The man is George Collins, head of Baltimore mutual fund company T. Rowe Price, and the instrument of his discomfort is the boat he will race around the world in the 1997-1998 Whitbread challenge. In a 31,600-mile race that can be won or lost in a second, no element is more carefully analyzed for speed than the boat itself.

It takes a lot of money to build something this unpleasant. In commissioning the nation's top designer and boatbuilder -- experts who had created winning vessels in the Whitbread and America's Cup -- Collins spent $2.5 million from his own pocket.

"Make me a fast boat," Collins, 56, remembers telling his design team. "That's all I ask."

The result is a vessel that can sail at 35 knots -- as fast on wind alone as some speedboats. The 65-footer operates on the simple concept that anything luxurious isn't light, and anything heavy isn't fast. With this constant calculating over weight, it's no wonder a Collins teammate thinks too much salt and pepper could cause the boat to fall behind.

The vessel, dubbed Chessie, will be completed next month, just as Collins quits his job as chief executive officer. The nine-month race, which includes about 125 days at sea, begins in September in England and has stops in Baltimore and Annapolis in April 1998.

Collins, an amateur who has never sailed across an ocean before, understands that there is only so much a state-of-the-art boat can do for any team. "Just because you spend a lot of money doesn't mean you'll win," he says. "No boat can win a race for you."

True. But a boat can lose a race for even the best sailors.

Boatbuilding is a kind of anorexic art, where experts squeeze micro-pounds from a vessel to keep its weight low. A boat that weighs just 1 percent less than a competitor can finish 1.2 days earlier, long before the other boats limp into port.

At the moment, the Chessie vessel looks like anything but a speed monster. Instead, it is beached like a whale in the oversized shed at Eric Goetz Custom Sailboats in Bristol, R.I.

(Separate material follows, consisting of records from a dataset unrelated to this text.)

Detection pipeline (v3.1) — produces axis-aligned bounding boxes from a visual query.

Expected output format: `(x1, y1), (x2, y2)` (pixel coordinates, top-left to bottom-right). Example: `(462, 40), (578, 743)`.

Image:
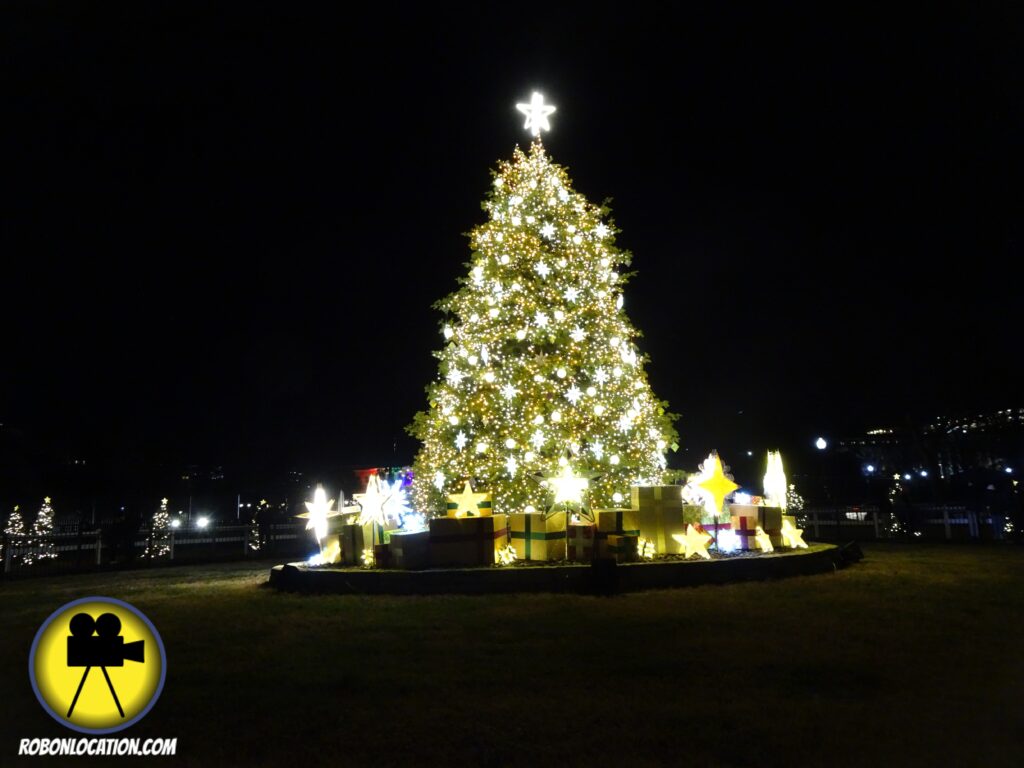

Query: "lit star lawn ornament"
(782, 517), (807, 549)
(672, 522), (712, 560)
(352, 475), (410, 528)
(534, 464), (600, 521)
(515, 91), (555, 136)
(296, 485), (343, 549)
(694, 453), (739, 515)
(447, 480), (487, 517)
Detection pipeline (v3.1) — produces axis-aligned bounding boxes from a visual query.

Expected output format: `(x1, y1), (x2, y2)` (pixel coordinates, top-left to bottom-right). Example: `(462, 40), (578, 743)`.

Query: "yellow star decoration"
(449, 480), (487, 517)
(782, 519), (807, 549)
(672, 522), (712, 560)
(754, 525), (775, 552)
(696, 454), (739, 515)
(548, 465), (590, 504)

The work over the past five months has been painstaking. A single bulkhead, a supporting wall below deck, took a month to craft. The angles along the structure demanded laser beam measurements for precision. The deck's details were redesigned time and again. When completed, the boat will have taken more than 20,000 man-hours to build -- the product of 15 workers at Goetz.

Day after day, builders toil over Chessie's frame -- creating the deck and hull in two pieces to save time. A smell of resin wafts through the hull's bare insides, and a smooth layer of gray primer paint covers its flanks. Every now and then, when it is moved, the structure lets out a low groan as it twists against the heavy canvas straps that hold it steady.

In the Yankee accent that characterizes this New England boatyard, builders describe Chessie as a product of old traditions and new sciences. In this boat, they have combined ideas dating to the wooden ships of Melville with technologies used on the space shuttle.

"It's so high-tech, but you build it all yourself," said builder Neal Toulan as he examined the sophisticated steps that took him 10 days to create. "You've done all of it by hand."

Last week, the hull and deck were attached like puzzle pieces. In the next few weeks, the boat will be trucked to the waterfront for fitting of its keel and rudder. The mast will be stepped in April. The boat will be christened May 2 in Baltimore.

When the Whitbread is over, Collins will donate the vessel to the Living Classrooms Foundation, a Baltimore nonprofit group that is using the boat and the race to teach city children about geography, science and engineering.

The boat consists of 1,100 square feet of light, buoyant foam -- enough of it to run the length of an 18-wheeler. The foam is covered with 20 to 30 layers of Kevlar -- the super-strong material used in bulletproof vests. The mast consists of a ton of aluminum -- enough to build a compact car.

Chessie is the only boat created from start to finish by this country's best-known designer and builder. Collins was one of the first to commission Bruce Farr, an Annapolis naval architect who has created designs for America's Cup challengers and Whitbread winners.

The boat, like every other in the race, is a Whitbread 60. Farr is considered a pioneer in this design and will complete nine of the 12 to 16 boats expected to compete in the race.

To construct Chessie, Collins turned to Eric Goetz, the boatbuilding phenom who built the America's Cup victor America and is known for being maniacal about boat weight.